Democrats Love To Promise Free College, So Why Did the U.K. Recently Start Charging Tuition?
When Britain reversed its free college program and asked its citizens to foot a portion of their college bill, more working class people got degrees.
It's not easy keeping track of exactly who has promised what to whom in the race for the Democratic nomination. Two of the most prominent candidates, Sen. Bernie Sanders (I–Vt.) and Sen. Elizabeth Warren (D–Mass.), have made "free" college and student debt forgiveness central pillars of their presidential bids.
But the U.K. has moved in the opposite direction, with astonishing results. After nearly 40 years of offering free college, starting in 1998 students in England were asked to pay about $1,200 per year. Since then, tuition has risen to $11,000 per year. Students in England now leave college with around $60,000 of debt on average. A government-backed loan scheme means graduates only start repaying that debt once they are earning more than $30,000. Any debt that remains after 30 years is forgiven altogether. (The Scottish government has devolved power in this area and operates a different system.)
Yet today the number of university students from poor backgrounds is larger than it has ever been. The story of why the British government opted to end a policy similar to those proposed by leading Democrats—and what has happened to higher education in the U.K. since—is instructive for the American debate.
The case for free college is simple enough: higher education should be for the many, not the few. In the U.S., today's eye-watering costs prevent that from being the case. Sanders called it "a national disgrace" that many Americans don't attend college "not because they are unqualified, but because they cannot afford it." Counterintuitive though it might seem, a desire to broaden access and increase the number of young Brits in college was exactly why the U.K. opted for the opposite course from the one Sanders is proposing.
Before the introduction of tuition fees, government resources could not keep up with increased demand for university education. Per-student funding dropped by 40 percent in the last two decades of the tuition-free system. In order to keep costs under control, the government spent less per student and rationed the number of spots available. But costs continued to balloon. What's worse, students from better-off backgrounds were more likely to grab one of the limited number of spots, so it was students from poor backgrounds who suffered, with the gap in degree attainment between rich and poor widening.
Britain faced a choice: an elitist university system in which the state subsidized the education of a select few who managed to perform well on high-stakes tests, or giving many more people the opportunity to earn a university degree by shifting part of the financial burden from the state to the individual; it opted for the latter.
Today, students pick up the bill for, on average, around 65 percent of the cost of the education they receive, with taxpayers plugging the gap. More students are enrolled than ever before and those students benefit from more per-student funding than the generations that paid nothing for college.
Democratic presidential hopefuls say they want to get more students from poor backgrounds enrolled in college. In the U.K., the best way to do that was by charging, not by making college free. In the last decade, the number of 18-year-olds from "low participation"––poor––neighborhoods going to college has increased by 75 percent. And over that period of time, funding per student has risen by a quarter. There have never been more young Brits who qualify for free school meals going to college.
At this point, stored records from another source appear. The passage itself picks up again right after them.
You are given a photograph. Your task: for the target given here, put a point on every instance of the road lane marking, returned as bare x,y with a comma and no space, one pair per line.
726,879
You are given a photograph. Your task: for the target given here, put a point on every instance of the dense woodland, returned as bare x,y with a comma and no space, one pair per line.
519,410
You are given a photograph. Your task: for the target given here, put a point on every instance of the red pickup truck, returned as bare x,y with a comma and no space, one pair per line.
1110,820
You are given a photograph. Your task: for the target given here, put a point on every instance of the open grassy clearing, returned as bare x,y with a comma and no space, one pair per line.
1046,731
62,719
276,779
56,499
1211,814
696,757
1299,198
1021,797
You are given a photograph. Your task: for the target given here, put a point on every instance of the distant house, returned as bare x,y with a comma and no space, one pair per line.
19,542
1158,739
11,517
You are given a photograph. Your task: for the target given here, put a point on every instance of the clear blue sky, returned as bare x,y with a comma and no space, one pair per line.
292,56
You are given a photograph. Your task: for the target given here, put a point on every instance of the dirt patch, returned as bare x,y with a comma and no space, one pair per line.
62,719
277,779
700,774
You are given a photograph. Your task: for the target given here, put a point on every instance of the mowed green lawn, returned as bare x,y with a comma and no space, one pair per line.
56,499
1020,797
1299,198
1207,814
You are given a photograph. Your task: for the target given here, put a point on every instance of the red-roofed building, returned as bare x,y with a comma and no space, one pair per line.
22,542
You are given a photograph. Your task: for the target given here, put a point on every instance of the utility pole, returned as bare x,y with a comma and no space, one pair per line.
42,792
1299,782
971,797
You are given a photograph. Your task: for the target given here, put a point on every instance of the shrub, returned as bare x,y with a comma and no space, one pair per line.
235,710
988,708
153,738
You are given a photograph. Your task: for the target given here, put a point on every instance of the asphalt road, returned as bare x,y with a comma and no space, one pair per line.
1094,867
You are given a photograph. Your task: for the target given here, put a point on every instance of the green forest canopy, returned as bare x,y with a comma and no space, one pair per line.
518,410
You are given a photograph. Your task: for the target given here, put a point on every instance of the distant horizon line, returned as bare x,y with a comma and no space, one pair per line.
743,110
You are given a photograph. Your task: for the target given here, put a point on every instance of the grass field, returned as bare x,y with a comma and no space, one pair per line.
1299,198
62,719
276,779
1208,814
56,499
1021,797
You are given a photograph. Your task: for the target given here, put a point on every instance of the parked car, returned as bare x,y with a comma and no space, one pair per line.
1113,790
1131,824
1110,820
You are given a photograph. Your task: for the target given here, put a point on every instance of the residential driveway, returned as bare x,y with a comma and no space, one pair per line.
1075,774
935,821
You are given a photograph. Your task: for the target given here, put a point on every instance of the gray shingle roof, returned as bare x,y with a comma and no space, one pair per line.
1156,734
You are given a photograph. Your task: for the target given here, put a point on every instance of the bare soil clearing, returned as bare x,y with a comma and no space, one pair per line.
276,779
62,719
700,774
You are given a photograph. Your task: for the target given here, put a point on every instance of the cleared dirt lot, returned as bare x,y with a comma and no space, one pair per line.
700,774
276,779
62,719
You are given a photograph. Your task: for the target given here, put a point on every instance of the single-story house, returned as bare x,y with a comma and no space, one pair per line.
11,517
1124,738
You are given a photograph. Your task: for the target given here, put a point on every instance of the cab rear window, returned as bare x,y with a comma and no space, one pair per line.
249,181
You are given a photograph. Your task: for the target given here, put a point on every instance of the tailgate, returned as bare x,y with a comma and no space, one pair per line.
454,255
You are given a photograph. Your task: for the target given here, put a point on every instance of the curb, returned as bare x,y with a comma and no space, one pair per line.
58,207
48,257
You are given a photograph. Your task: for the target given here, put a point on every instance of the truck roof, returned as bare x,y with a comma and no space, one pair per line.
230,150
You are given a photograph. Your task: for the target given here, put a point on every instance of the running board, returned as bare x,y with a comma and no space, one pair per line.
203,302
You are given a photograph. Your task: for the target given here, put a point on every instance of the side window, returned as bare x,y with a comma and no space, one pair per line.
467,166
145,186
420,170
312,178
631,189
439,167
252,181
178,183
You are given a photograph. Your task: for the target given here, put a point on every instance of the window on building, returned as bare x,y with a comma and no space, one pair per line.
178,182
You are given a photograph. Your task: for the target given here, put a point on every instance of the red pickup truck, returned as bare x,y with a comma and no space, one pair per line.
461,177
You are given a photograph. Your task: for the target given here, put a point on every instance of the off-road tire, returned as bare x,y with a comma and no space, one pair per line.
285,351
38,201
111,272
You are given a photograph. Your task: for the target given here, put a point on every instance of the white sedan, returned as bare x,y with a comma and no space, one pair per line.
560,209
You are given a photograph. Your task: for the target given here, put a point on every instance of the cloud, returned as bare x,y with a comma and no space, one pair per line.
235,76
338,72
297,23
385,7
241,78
As in America, the question of how to fund higher education in Britain is far from settled. Jeremy Corbyn, the leader of the left-wing Labour Party, backed the abolition of tuition fees at the last election. A recent government review of the system proposed a series of modest reforms to address concerns over the current system. One concern centers around the affordability of the current system, given that the government can't know with any certainty how much of the tab it will have to pick up. A report published earlier this year by the London-based conservative think tank Onward forecast that just 17 percent of graduates will fully pay back their loans.
There are persuasive principled objections to taxpayer-funded college. If the individual accrues the lion's share of the benefits of a college degree, why shouldn't he or she bear the cost? Asking taxpayers to fund universal free tuition means asking, for example, a farm worker who earns the minimum wage to pay for the education of a student from a wealthy household en route to a high-flying career in law or finance. You don't need to be an avowed free marketeer to see the problem here; none other than Karl Marx raised a similar objection when he said "If higher education institutions are also free that only means in fact defraying the cost of education of the bourgeoisie from the general tax receipts."
But let's assume that those problems aren't fatal to the case for free college. The problem for the likes of Sanders and Warren is that they cannot escape the affordability dilemma that makes it very hard for free college to live up to its promise. Either other public spending priorities face the squeeze to fund universities, or the number of spots available at publicly funded schools must be capped.
In other words, students paying their own way need not be a barrier to achieving the stated aims of the tuition abolitionists. Sanders and Warren use "free education" and "universal education" interchangeably. The U.K. story is a reminder that that often those aspirations aren't complimentary, but contradictory.